Turn Self-Criticism Into Self-Confidence
It's estimated that we make between 300 to 400 self-evaluations per day. Research suggests that for the average person, 80% of their self evaluations are negative. Yikes!
A good mistake can often be worth 45 minutes of self-whipping-"That was stupid. I can't believe I said that. And they were all watching me. They're probably going home tonight and talking about me!"
If that's not bad enough, we have an old file clerk in the back of our brain that responds to our attack and goes back to check the evidence-"Just a minute, boss. Let me check the 'stupid' file here. Why yes, you are stupid! In fact, you're getting worse. This reminds me of the time you..." Most of us are good at making ourselves feel worse, not better.
Even when you do give yourself the luxury of feeling good about something you did, it seldom lasts long. We discount our successes-"I was lucky!" "It's about time; I should've done this weeks ago!" "They could've done better!" When was the last time you lost sleep over a good day? Never!
Even though we are self-critical, we put our best face forward publicly. We present ourselves as being 95% effective and admit making an occasional mistake to be human. You may fool others, but you don't fool yourself. When you compare what you know about yourself with everyone else's public image, you lose badly. When you major in the self-critical, you end up searching for loved ones, parents, friends, and bosses who will affirm you and make up for your own lack of self-esteem. Unfortunately, when you have to have the support of others, they control your confidence. By withholding approval they can leave you feeling less effective, less confident and more dependent.
You wouldn't talk to others the way you talk to yourself!
"You did that?... You're stupid!...Did anyone see you?...They saw you!... Do they know I know you?... I mean it reminds me of the time you...."
Who needs friends like that! If a manager talked to an employee the way you talk to yourself, he could file a grievance and win. You deserve the same if not better treatment than what you’ve give a friend. Learn to make room for your mistakes as learning experiences.
Since mistakes are a part of life in the fast lane, we need to find ways to be self-critical without majoring in self-whipping. Start by looking at criticism as course-correction…the data that helps us get back on track in our journey to success. The goal is not conviction or blaming; it's providing future-focused feedback that allows you to be more effective tomorrow!
Life is like a moving vehicle with no brakes. If you spend too much time in the rearview mirror, you will hit a tree. In fact, that is why your rearview mirror is smaller than your front window. Get out of your rearview mirror and start focusing on driving to a desired future. Try letting go of the general self-attacks; use specific feedback. What didn’t you handle well?
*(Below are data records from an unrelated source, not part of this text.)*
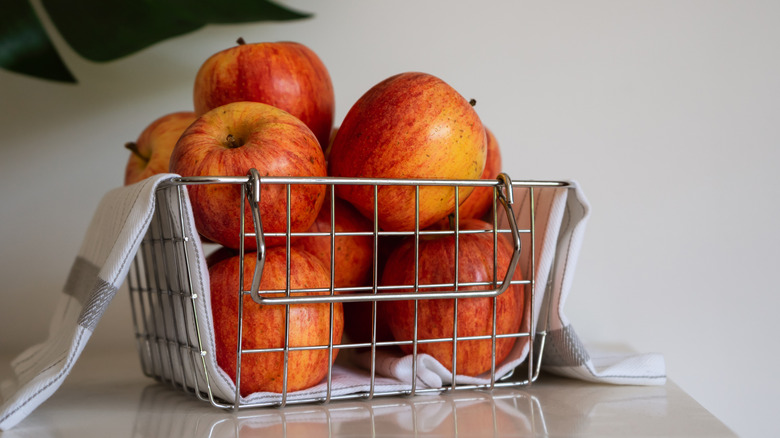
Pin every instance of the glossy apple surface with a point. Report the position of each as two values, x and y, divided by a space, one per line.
353 254
411 125
230 140
475 315
287 75
150 154
480 201
264 325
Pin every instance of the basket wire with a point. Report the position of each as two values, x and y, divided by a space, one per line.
163 305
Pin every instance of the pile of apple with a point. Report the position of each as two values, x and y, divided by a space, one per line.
270 106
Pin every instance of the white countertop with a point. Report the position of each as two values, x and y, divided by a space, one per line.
108 395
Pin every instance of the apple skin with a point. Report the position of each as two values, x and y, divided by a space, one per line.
475 315
411 125
271 141
354 254
480 201
151 152
287 75
264 325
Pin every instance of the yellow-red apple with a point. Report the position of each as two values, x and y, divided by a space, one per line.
411 125
480 201
475 315
354 255
234 138
264 325
151 152
287 75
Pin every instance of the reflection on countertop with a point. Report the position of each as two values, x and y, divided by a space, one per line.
107 395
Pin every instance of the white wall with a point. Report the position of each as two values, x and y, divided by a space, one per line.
665 112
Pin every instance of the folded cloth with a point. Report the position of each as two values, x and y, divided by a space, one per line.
120 222
125 215
559 218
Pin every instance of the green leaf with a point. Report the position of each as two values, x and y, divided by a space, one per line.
232 11
104 30
25 47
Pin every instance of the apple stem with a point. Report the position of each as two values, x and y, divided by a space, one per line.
133 147
233 142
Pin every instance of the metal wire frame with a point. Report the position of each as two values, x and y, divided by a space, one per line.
163 305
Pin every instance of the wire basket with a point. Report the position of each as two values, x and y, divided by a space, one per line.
172 333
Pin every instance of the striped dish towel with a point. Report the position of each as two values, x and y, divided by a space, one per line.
124 216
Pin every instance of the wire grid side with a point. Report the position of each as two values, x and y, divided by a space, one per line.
162 301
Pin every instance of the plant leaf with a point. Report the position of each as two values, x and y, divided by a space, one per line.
232 11
104 30
25 47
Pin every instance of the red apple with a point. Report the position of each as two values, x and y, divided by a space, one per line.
151 153
264 325
480 201
475 315
219 254
287 75
232 139
412 125
353 254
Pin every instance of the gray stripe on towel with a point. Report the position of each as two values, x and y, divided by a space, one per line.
90 290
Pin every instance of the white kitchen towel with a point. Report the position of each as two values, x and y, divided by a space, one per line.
125 215
98 271
559 217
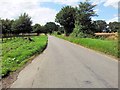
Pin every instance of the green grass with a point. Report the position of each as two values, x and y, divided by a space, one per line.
16 52
105 46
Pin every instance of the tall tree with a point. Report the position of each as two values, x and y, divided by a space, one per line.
6 26
114 26
37 29
85 11
22 24
66 17
51 26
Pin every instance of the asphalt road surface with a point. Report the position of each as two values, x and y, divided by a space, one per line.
66 65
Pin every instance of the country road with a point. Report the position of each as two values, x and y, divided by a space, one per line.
66 65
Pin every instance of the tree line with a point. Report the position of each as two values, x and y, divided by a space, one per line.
23 25
77 20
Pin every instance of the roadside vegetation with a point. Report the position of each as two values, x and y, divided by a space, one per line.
16 52
81 29
109 47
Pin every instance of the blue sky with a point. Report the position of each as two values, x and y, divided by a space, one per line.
42 11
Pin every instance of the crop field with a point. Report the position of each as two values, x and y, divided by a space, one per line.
109 47
16 52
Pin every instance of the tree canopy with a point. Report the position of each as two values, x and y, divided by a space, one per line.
66 18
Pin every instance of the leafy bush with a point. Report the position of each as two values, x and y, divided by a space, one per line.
17 51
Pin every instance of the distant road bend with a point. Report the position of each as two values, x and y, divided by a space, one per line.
66 65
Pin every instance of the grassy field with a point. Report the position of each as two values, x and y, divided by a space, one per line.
16 52
109 47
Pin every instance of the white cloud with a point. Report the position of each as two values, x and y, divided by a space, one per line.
113 3
113 20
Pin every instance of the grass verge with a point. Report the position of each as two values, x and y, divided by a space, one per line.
106 46
15 52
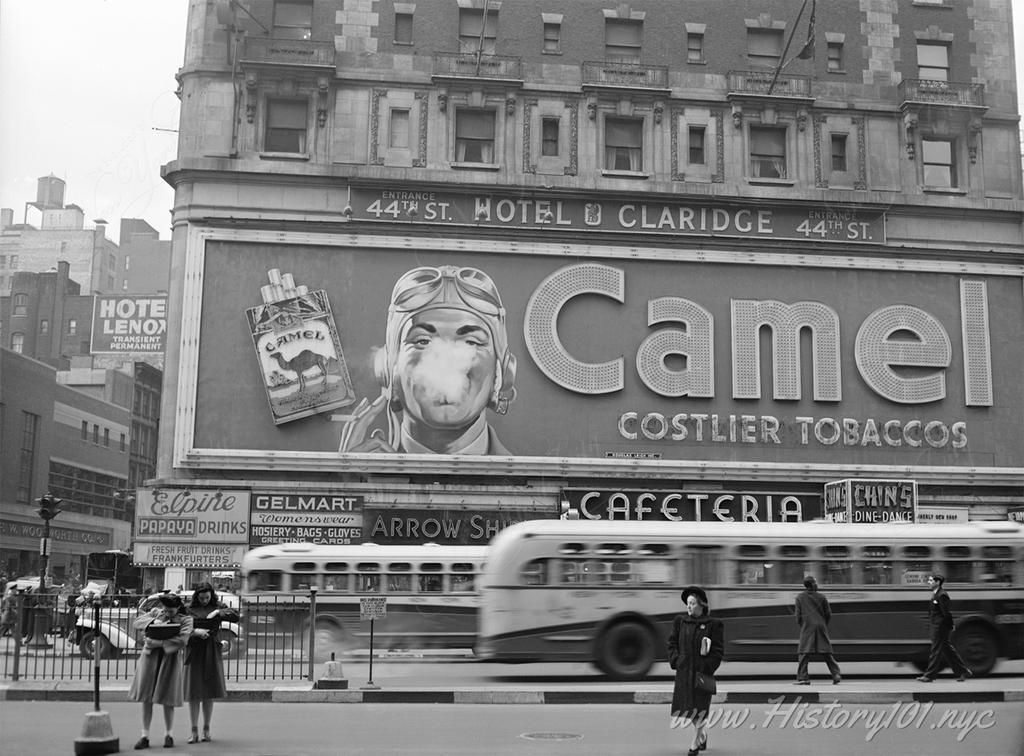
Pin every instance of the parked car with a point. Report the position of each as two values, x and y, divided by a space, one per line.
116 635
231 637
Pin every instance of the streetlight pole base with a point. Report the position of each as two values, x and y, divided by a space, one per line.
97 736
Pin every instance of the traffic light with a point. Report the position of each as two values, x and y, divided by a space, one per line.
49 507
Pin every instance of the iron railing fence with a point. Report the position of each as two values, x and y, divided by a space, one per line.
50 640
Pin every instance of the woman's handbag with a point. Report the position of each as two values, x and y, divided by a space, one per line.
706 683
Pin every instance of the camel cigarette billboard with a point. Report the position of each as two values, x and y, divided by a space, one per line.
590 359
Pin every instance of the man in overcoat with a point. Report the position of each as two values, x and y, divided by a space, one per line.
813 615
940 621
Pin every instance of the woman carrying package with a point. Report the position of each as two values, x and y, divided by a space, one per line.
696 645
158 676
204 666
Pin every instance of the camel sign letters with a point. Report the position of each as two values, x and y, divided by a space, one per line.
299 350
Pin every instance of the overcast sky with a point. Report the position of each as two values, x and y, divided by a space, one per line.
85 84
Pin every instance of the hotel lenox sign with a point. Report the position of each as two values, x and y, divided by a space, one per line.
648 360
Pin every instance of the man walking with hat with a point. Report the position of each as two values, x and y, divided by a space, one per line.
813 615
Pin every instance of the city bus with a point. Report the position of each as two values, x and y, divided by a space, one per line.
606 592
430 591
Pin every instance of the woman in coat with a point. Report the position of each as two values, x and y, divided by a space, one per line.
158 676
204 666
695 644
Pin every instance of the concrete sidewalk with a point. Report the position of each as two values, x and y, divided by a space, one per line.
857 691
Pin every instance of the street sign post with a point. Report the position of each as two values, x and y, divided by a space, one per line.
372 607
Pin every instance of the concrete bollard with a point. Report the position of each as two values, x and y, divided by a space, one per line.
333 678
97 736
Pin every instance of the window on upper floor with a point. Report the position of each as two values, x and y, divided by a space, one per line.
403 29
623 144
293 18
622 40
474 135
694 47
764 46
939 163
286 125
834 52
933 60
549 137
477 33
552 37
398 129
839 162
767 152
695 144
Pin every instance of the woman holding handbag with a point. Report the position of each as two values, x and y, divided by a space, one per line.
696 645
204 666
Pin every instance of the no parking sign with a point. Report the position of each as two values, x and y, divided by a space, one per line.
373 607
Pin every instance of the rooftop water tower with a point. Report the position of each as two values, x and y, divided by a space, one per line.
49 193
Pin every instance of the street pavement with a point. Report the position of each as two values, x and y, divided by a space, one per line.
245 728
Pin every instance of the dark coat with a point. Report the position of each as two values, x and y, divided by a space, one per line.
940 616
204 665
813 615
158 676
684 657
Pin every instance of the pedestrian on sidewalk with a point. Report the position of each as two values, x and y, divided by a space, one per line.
204 665
696 646
940 621
158 676
813 616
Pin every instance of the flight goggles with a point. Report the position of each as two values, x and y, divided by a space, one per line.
467 288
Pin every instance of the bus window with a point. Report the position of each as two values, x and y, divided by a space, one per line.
997 567
399 584
369 583
336 580
957 565
837 568
463 577
916 564
264 580
622 572
302 579
571 571
534 573
793 565
431 583
751 564
877 565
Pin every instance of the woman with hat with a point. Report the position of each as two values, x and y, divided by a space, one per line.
696 645
205 668
158 676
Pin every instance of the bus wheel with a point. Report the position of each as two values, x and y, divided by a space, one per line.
977 646
94 645
626 652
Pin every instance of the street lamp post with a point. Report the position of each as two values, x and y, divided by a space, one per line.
49 507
After identifying a specific mistake, focus on the future by asking two key questions: First, what can you do to rectify the problem? If any constructive action or apology could help rectify the problem, schedule a time to do just that. And secondly, and most importantly, how would you handle the same situation if it should occur again? If you have a valued colleague or friend, use them as a sounding board. If not, write down your thoughts or use these questions to help focus your self-criticism. When you've learned from the past and focused on a new strategy, get back into the game of life.
Self-confidence begins when you can learn from errors, and then move beyond them to consistently improve. Welcome to the challenge of turning your mistakes into stepping stones to making change work for you. To really make a difference add the habit of ending the day by catching yourself being effective; use your calendar to record one success. You may be winning and not know it if you're not keeping score!
Alright success builder - Have a great day and remember that I believe that you are capable of great things. Lets build success together.